The Nuvinci is an internally geared hub, ours was build as a rear wheel with a Sun Rhyno Lite XL rim. The Nuvinci is not just internally geared, it is a CVT - continuously variable, so you can get any gear ratio in it range. Its range is 3.5:1, which is a bigger range than an 11-34 cassette (think of it as a 10-35 cassette in terms of range).

Our pictures show our unit installed on the shop 'test mule' bike we are always doing weird projects with (it was recently an electric bike, for example). Higher res versions of the same images are in the mtbr ad.










The hub needs to be installed on a horizontal dropout or eccentric bottom bracket type of bike. Our bike had a vertical dropout, and the system leaves no room for mounting a chain tensioner in the place of a rear derailleur. A half link might work for some vertical dropouts, but there is no way to tell for sure. Ours worked well enough for a quick evaluation, training test, and show off to a few customers.

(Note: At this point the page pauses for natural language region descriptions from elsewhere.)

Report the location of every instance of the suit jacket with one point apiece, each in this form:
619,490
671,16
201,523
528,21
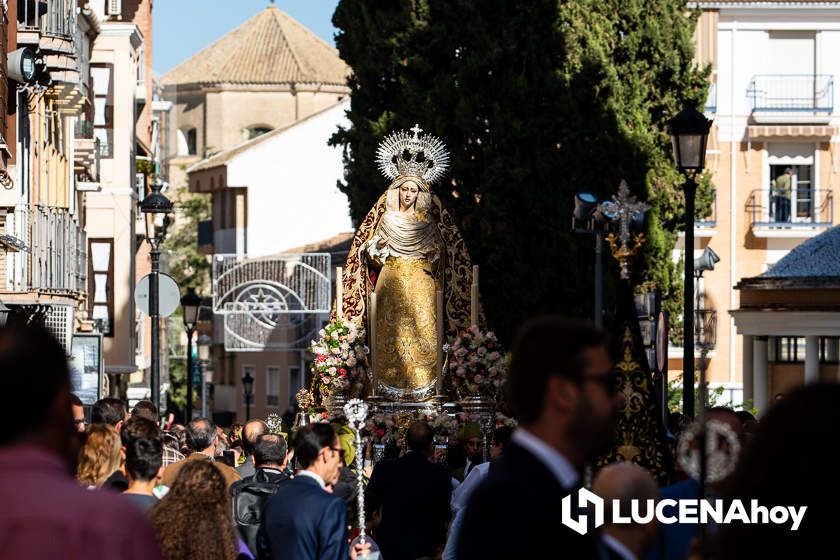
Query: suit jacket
171,472
516,513
415,495
247,468
302,521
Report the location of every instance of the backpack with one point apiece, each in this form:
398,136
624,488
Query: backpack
249,499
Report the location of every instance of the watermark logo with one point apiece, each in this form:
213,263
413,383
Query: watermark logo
668,511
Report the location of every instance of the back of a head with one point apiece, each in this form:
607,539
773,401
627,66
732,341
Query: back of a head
502,435
310,440
201,433
529,370
143,448
100,456
34,373
146,409
786,465
269,449
108,411
419,437
252,430
194,516
624,482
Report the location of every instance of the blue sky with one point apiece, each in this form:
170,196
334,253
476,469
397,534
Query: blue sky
181,28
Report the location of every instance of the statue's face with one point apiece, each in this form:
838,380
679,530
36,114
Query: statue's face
408,194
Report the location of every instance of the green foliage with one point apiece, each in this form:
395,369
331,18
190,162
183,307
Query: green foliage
536,101
189,268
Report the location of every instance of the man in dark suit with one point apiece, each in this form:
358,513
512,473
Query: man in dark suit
415,494
302,521
563,393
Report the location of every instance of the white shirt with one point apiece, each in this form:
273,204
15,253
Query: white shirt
618,547
554,461
314,477
462,493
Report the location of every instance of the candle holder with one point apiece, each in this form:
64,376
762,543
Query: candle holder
356,412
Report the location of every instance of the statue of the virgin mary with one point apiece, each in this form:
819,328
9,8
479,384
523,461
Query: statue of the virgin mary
405,251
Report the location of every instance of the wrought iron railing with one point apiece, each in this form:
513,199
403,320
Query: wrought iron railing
83,129
812,93
705,328
55,18
55,258
798,208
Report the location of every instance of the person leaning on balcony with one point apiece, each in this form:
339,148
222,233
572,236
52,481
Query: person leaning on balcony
781,196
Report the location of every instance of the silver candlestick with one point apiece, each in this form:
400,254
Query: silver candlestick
356,412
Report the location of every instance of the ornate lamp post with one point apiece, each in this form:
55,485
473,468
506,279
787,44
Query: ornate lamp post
155,208
689,133
190,302
203,342
248,389
4,314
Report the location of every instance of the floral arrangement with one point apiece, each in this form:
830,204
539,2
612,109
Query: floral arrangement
341,359
477,365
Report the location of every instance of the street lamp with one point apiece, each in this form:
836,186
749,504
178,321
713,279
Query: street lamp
4,314
155,207
689,133
203,342
248,389
190,303
586,219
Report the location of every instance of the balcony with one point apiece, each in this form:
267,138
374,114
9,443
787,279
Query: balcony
792,98
705,329
804,214
50,26
55,259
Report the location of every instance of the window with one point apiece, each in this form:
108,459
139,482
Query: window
790,185
295,384
103,107
101,275
272,379
187,142
787,349
253,131
253,371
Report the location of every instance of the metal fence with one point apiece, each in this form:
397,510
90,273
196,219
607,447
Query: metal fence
56,18
792,93
272,302
802,208
55,259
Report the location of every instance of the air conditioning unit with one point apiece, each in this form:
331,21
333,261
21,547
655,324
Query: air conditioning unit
113,7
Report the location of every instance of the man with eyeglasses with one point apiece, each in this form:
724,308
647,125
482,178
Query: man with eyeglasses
78,413
564,394
303,520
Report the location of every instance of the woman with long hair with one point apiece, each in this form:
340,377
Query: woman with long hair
194,520
100,456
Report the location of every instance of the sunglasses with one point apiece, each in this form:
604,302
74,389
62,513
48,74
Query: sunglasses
609,382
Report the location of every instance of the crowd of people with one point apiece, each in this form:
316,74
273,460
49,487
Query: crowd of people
123,487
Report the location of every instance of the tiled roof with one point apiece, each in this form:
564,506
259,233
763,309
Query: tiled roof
225,156
270,48
817,257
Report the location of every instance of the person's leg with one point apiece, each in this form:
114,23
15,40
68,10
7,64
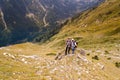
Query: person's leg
73,50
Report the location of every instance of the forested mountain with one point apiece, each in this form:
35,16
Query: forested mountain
22,20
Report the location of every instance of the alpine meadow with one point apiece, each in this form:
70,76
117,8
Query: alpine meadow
33,39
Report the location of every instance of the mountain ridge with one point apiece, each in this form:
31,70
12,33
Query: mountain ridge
22,20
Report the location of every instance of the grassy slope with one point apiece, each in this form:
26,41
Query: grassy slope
96,30
97,26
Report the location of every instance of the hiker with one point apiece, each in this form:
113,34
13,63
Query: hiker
73,45
68,46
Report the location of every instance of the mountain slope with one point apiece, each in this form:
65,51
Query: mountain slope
98,38
99,25
24,20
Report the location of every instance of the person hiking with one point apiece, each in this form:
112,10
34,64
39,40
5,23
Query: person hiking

The system requires two cables to be routed to the rear. We just removed our front derailleur and used that as the additional routing for the test bike. To install this, you will have to be a pretty decent mechanic and patient as well, but once you figure out how to route the cable inside the housing at the back of the bike, it all comes together pretty easily.

















The system is touted for cruiser or city bikes, and we would have to agree. The range is great, but the system is much heavier than a traditional rear derailleur set up. I did not weigh it, but the rear wheel must weigh around 10-15 pounds. But given the price and technology, we can only hope that it finds a market niche as it is, and lighter off road versions may follow someday.









Our hub is also 6 bolt disc compatible, but we did not install disc brakes, and the disc brake mount is an option.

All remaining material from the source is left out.